Ah, 3#. Energy-collecting devices. A quick Internet search of "Dyson sphere" should give you a good idea of what I mean (and if that's not enough, you can see Dyson's original paper or see this question). Dyson spheres/rings/any-other-configuration-you-can-think-of would affect the star whose light they were collecting, and we could figure out if the object in question was a Dyson sphere (see the "Dyson sphere" question). But a Type III civilization could transcend that (Dyson spheres are often cited as the trademark of a Type II civilization). Imagine collecting the energy of jets emitted from the accretion disk of a black hole - not an easy job, but still possible.
Up next: signals. Humans have been emitting radio waves since Marconi (okay, he wasn't the only one) turned on his transmitter. Over 100 years later, we're still going at a pretty good rate. A civilization would need millennia to reach Type III status, and should have emitted a bunch of signals along the way. Also, such a civilization would have spread out, and should be emitting them today. Now, the galaxy's a pretty big place. It is tens and tens of thousands of light years in diameter (although there is a debate about where the galaxy ends), so our radio waves won't have reached much of the galaxy. But a Type III civilization should, theoretically, be almost everywhere, and we should have gotten messages (even inadvertent ones) long ago. Unless you think the "Wow" signal was actually a message, there's not a lot of hope. You hit the nail on the head with your SETI remark.

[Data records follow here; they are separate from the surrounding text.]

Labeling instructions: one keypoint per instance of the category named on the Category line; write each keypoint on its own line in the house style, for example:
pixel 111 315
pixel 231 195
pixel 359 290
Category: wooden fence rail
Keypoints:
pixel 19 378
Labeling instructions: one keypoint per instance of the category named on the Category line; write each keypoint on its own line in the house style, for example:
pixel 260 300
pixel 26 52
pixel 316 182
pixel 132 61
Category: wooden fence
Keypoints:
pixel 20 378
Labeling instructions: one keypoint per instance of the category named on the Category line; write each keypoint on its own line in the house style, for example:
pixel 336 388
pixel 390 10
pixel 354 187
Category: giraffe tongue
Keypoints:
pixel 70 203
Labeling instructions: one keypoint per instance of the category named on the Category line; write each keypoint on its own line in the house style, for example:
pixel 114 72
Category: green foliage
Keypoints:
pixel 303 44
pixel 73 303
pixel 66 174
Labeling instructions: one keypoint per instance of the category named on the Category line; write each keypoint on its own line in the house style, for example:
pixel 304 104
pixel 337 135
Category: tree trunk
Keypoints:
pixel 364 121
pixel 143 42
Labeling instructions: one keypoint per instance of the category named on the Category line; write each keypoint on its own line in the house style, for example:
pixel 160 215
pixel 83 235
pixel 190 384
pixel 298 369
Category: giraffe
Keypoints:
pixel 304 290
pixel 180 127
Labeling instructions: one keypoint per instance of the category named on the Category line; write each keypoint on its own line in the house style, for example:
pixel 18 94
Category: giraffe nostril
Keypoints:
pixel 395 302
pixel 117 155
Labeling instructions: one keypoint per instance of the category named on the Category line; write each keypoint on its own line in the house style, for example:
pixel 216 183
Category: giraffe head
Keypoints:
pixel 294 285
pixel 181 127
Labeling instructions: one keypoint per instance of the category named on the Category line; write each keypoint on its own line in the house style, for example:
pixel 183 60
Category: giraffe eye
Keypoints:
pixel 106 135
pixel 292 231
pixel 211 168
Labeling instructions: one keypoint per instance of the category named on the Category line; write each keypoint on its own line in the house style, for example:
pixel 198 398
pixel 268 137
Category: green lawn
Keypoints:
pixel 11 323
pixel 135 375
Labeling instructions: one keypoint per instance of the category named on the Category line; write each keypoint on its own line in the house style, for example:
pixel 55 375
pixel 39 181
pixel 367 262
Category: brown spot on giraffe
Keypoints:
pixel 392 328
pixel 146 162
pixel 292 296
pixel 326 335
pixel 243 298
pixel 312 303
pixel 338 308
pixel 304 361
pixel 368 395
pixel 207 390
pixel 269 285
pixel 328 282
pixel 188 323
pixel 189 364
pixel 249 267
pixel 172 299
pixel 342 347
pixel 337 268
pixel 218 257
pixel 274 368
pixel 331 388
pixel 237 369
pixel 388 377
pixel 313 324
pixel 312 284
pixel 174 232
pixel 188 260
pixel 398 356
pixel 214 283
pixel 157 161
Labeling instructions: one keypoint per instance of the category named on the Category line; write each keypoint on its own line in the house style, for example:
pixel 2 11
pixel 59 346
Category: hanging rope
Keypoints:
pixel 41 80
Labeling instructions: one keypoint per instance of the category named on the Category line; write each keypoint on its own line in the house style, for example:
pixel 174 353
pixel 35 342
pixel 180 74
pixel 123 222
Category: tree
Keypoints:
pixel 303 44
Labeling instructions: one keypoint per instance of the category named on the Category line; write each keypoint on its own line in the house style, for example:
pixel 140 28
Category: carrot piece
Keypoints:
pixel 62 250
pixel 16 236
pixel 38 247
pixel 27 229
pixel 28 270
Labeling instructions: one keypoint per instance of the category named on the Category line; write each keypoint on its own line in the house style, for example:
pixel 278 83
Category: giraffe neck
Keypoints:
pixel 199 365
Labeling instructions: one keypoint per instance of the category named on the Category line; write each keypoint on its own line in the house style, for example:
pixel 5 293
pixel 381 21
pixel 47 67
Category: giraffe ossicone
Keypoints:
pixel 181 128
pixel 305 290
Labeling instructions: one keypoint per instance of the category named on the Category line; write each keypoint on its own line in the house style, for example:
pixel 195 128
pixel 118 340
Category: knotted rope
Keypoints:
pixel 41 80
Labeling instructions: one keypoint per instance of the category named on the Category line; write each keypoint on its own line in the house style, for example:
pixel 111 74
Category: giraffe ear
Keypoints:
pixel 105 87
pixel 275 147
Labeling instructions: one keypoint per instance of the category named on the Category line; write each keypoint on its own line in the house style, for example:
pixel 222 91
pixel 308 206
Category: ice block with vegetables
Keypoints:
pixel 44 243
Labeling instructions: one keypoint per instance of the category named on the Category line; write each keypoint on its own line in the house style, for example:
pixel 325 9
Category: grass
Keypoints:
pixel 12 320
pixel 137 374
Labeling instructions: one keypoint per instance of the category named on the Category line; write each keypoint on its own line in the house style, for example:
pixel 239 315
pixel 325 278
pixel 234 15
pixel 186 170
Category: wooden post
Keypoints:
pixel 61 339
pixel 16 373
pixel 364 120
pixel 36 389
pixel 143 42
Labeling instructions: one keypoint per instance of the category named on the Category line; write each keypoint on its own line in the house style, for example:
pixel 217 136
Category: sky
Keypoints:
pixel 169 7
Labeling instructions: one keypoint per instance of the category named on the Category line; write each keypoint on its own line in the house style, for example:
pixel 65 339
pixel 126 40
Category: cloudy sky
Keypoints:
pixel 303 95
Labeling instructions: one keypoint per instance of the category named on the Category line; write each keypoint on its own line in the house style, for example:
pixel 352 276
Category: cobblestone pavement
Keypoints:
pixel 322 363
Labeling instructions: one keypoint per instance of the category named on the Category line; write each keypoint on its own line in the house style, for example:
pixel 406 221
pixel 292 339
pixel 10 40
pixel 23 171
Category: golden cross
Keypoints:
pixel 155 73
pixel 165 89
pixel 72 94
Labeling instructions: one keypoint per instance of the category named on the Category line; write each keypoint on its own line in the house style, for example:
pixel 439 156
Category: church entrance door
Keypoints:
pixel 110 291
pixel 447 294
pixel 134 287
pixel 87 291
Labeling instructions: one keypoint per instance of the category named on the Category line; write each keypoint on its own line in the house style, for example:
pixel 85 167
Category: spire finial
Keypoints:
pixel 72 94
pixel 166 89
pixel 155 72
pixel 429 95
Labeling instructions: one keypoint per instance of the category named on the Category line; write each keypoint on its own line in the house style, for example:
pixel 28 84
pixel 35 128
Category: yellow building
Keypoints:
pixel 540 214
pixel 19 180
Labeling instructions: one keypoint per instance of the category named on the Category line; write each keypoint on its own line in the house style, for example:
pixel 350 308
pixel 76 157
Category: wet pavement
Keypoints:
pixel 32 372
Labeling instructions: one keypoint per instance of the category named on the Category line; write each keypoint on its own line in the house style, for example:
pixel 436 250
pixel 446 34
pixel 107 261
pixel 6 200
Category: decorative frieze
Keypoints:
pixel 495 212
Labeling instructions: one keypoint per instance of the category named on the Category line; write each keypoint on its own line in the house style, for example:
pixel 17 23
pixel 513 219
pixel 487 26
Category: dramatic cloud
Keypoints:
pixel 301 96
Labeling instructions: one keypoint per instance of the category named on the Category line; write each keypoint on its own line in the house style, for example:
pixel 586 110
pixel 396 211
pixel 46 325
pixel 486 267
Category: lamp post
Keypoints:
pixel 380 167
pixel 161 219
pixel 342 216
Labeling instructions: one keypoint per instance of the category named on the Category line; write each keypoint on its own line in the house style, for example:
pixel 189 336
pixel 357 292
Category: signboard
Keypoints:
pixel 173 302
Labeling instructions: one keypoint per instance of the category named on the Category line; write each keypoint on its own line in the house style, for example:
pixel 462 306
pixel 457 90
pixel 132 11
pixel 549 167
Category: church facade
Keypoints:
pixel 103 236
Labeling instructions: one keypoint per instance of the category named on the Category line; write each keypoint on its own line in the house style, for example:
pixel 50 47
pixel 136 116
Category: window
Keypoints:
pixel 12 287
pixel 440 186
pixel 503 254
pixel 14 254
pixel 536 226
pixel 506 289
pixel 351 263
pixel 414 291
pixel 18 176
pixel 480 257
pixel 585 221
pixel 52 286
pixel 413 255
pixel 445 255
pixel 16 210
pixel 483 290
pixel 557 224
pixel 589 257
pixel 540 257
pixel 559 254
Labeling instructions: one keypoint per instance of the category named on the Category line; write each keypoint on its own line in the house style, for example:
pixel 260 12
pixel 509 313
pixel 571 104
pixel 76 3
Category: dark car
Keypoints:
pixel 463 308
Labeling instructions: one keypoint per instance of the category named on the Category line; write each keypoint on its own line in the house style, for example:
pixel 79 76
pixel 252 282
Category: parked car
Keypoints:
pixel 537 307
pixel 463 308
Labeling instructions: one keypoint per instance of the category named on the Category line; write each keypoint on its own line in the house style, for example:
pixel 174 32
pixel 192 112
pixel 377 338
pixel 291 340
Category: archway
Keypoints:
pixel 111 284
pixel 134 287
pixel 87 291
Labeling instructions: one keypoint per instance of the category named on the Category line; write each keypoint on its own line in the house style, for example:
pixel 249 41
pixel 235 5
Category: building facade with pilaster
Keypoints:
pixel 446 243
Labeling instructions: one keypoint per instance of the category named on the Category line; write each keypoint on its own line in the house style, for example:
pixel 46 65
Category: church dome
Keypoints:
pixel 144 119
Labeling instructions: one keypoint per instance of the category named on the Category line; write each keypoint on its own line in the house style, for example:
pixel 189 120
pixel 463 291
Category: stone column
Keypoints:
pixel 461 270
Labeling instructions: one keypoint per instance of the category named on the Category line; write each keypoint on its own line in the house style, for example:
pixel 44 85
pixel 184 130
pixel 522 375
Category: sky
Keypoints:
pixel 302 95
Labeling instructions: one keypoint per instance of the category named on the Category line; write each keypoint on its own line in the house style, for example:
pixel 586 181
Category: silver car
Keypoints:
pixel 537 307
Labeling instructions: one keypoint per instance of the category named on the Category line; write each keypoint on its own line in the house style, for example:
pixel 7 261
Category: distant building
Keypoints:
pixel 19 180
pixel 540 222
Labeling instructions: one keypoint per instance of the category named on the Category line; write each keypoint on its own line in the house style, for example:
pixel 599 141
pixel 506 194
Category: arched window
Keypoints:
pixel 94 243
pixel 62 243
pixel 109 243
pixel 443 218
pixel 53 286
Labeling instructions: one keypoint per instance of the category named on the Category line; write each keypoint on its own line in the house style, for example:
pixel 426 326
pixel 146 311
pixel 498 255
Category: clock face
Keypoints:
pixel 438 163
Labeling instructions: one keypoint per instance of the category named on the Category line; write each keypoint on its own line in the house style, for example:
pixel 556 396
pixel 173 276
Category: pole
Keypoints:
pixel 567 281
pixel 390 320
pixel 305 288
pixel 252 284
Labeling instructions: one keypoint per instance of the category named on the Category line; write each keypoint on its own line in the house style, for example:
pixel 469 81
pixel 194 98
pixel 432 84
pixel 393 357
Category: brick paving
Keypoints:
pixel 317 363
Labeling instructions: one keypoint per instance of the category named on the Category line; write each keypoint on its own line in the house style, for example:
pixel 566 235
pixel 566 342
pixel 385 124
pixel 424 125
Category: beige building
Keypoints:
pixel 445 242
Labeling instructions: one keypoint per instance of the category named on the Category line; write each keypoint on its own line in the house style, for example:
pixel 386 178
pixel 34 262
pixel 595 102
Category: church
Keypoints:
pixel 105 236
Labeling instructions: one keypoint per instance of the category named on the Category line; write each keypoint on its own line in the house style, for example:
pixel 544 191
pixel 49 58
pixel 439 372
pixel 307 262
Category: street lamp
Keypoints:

For the next (#5) property, we turn to . . . well, just about any sci-fi show ever made (again). What would Star Wars or Star Trek be without colonies all over the galaxy? Technically, the definition of a Type III civilization is one that merely uses all the galaxy's energy; it doesn't have to be all over. But it's not much of a conceptual leap to realize that such a civilization would actually have to be pretty much everywhere in the galaxy in order to collect all that energy. So we should, in theory, have a decent chance of stumbling upon a colony if we headed to any star. Is that going to happen any time soon? Nope. So there goes that method.
The last property is something of a joke, but also something of a parting message. As Calvin (from the comic strip Calvin and Hobbes) once said,
Sometimes I think the surest sign that intelligent life exists elsewhere in the universe is that none of it has tried to contact us.
But think about it. We're a pretty violent race. Just turn on the evening news. Remember what I said before: advanced civilizations may not want to contact us. So even if we don't receive any messages, or find any Dyson spheres, of fail to find evidence of any kind, doesn't mean that we're alone on the Milky Way. Unlikely? Yep. But plausible? Yep.
So, to summarize: There are a bunch of different properties that would scream "Advanced civilization" at you. We could detect them by looking at their effects on stars, by searching the sky for radio waves, or by simply hopping over to a few nearby star systems. But being as we really haven't found anything yet: We can conclude, with reasonable certainty, that there is/are no Type III civilizations in our galaxy.